But there is also nothing particularly wrong with it. It may not be better, but it has no worse maintenance record, crash record, or accident survival rate then average car. (In software world, that would be perhaps java).

To come with better analogy - PHP is like a 15+ yo car imported from neighbour country because that's the only thing you can afford. Its popular and you'll see it all around in you area, so you may be unaware that better cars even exist. It can be used, but something breaks every 50km, the rust has eaten so much that any minor collision will get you killed, and you'll see people frantically repairing it with duck tape on every street to ever get home. But yeah, you can drive one. And have you heard that next year the tax will be lowered, so you may be able to afford 14 yo cars, life is getting so much better here.


> I miss my 2005 Toyota Corolla

This begs the question, why did you get rid of that?

I bought Toyota Matrix new in 2006, still driving it. From what I can tell, keeping it running is still more environmentally friendly than replacing it with a new car, even if that car is electric/hybrid.

Has no smart anything. Hardly ever breaks. Probably good for another 150k miles, and at this rate it'll be another decade or two by then and all the current car garbage will be worked out or legislated around.
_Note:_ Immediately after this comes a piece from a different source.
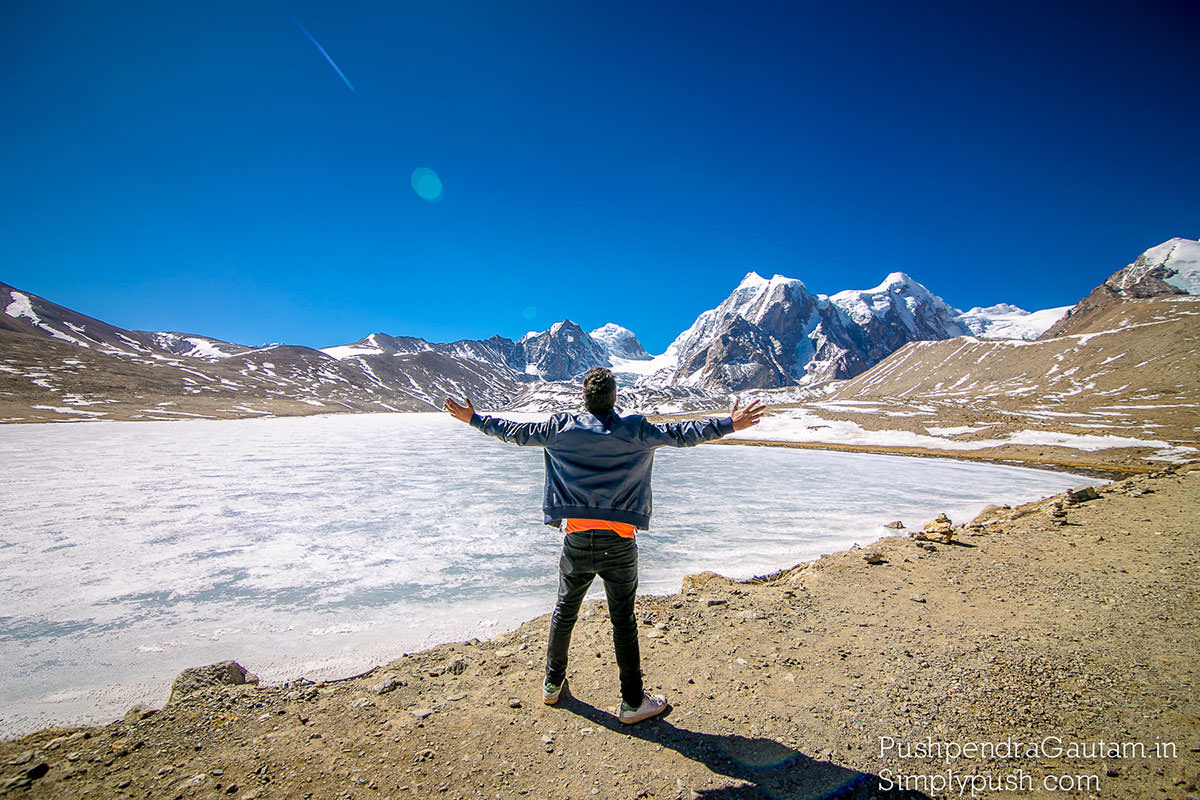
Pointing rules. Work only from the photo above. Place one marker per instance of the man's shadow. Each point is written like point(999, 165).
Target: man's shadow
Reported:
point(768, 770)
> The Toyota Corolla, their best selling car, is being out-sold in California by Tesla. That wasn't supposed to happen.

I was given a '23 Corolla from a rental agency, and I can say it was a complete disappointment in a way that other random rentals were not.

1) No CarPlay/app integration standard.

2) Horrendous dash geometry and overall interface.

3) Incredibly annoying and non-intuitive lane-keeping alert.

Perhaps Toyota should develop cars that don't suck. Disclaimer: I have owned 4 Toyotas in the past and own an older Toyota currently. I had brand loyalty till about 10 years ago.


> * Personally, I'll pay extra and put up with a slower, clunkier vehicle if just works.*

Toyota Camry is the car with the track record for reliability.


> if you have a 90-minute megacommute a nice car is no longer a luxury, it's a necessity.

What's wrong with a 90 minute commute in an old Corolla?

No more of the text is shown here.